Explicit Congestion Notification(ECN) is the form of network-assisted congestion control performed within the Internet. Both TCP and IP are involved. At the network layer, two bits in the Type of Service field of the IP datagram header are used for ECN. One setting of the ECN bits is used by a router to indicate that it(the router) is experiencing congestion. A second setting of the ECN bits is used by the sending host to inform routers that the sender and receiver are ECN-capable, and thus capable of taking action in response to ECN-indicated network congestion.
When the TCP in the receiving host receives an ECN congestion indication via a received datagram, the TCP in the receiving host informs the TCP in the sending host of the congestion indication by setting the ECE(Explicit Congestion Notification Echo) bit in a receiver-to-sender TCP ACK segment. The TCP sender, in turn, reacts to an ACK with a congestion indication by halving the congestion window, as it would react to a lost segment using fast retransmit, and sets the CWR(Congestion Window Reduced) bit in the header of the next transmitted TCP sender-to-receiver segment.
A congested router can set the congestion indication bit to signal congestion onset to senders before full buffers cause packets to be dropped at that router. This allows senders to decrease their sending rates earlier, hopefully before packet loss, thus avoiding costly packet loss and retransmission.
In TCP Vegas, the sender measures the RTT of the source-to-destination path for all acknowledged packets. Let
$RTT_{min}$ be the minimum of these measuresments at a sender; this occurs when the path is uncongested and packets experience minimal queueing delay. If TCP Vegas's congestion window size is cwnd, then the uncongested throughput rate would be cwnd/$RTT_{min}$. The intuition behind TCP Vegas is that if the actual sender-measured throughput is close to this value, the TCP sending rate can be increased since the path is not yet congested. However, if the actual sender-measured throughput is significantly less than the uncongested throughput rate, the path is congested and the Vegas TCP sender will decrease its sending rate.

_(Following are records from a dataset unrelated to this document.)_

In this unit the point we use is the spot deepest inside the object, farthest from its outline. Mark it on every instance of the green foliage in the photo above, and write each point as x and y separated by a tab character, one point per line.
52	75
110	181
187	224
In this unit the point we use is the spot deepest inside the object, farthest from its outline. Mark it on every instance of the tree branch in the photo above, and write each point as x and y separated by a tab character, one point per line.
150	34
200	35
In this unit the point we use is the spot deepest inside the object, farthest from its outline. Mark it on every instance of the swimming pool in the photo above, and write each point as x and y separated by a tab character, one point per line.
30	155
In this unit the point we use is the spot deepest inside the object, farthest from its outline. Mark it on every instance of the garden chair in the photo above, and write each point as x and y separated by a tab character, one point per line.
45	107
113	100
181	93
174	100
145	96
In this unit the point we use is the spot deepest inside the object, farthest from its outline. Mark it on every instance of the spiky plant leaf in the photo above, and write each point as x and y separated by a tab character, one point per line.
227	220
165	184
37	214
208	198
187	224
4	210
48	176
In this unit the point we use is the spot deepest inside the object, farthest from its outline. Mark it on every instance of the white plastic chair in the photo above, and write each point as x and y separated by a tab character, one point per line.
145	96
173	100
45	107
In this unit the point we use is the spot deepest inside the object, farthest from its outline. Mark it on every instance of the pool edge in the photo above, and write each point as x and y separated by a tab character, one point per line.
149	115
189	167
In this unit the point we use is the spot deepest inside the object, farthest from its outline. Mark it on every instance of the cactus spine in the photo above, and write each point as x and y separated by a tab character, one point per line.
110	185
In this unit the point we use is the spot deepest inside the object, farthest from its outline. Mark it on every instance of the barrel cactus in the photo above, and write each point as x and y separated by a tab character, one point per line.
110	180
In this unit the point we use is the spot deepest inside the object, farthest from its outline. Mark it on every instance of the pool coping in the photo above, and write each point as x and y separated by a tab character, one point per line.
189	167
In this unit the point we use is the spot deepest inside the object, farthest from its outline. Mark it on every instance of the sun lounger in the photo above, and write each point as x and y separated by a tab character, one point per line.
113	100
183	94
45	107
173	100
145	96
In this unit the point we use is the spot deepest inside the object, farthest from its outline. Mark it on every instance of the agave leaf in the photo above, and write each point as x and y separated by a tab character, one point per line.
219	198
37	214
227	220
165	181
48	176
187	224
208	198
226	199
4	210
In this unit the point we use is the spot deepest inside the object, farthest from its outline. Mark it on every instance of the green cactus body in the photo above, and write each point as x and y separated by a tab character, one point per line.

TCP Vegas operats under the intuition that TCP senders should "Keep the pipe just full, but no fuller".
A congestion control mechanism is said to be fair if the average transmission rate of each connection is approximately R/K; that is, each connection gets an equal share of the link bandwidth. You should convince yourself that the bandwidth realized by the two connections eventually fluctuates along the equal bandwidth share line.
When running over UDP, applications can pump their audio and video into the network at a constant rate and occasionally lose packets, rather than reduce their rates to "fair" levels at times of congestion and not lose any packets.
The primary data-plane role of each router is to forward datagrams from its input links to its output links; the primary role of the network control plane is to coordinate these local, per-router forwarding actions so that datagrams are ultimately transfered end-to-end, along paths of routers between source and destination hosts.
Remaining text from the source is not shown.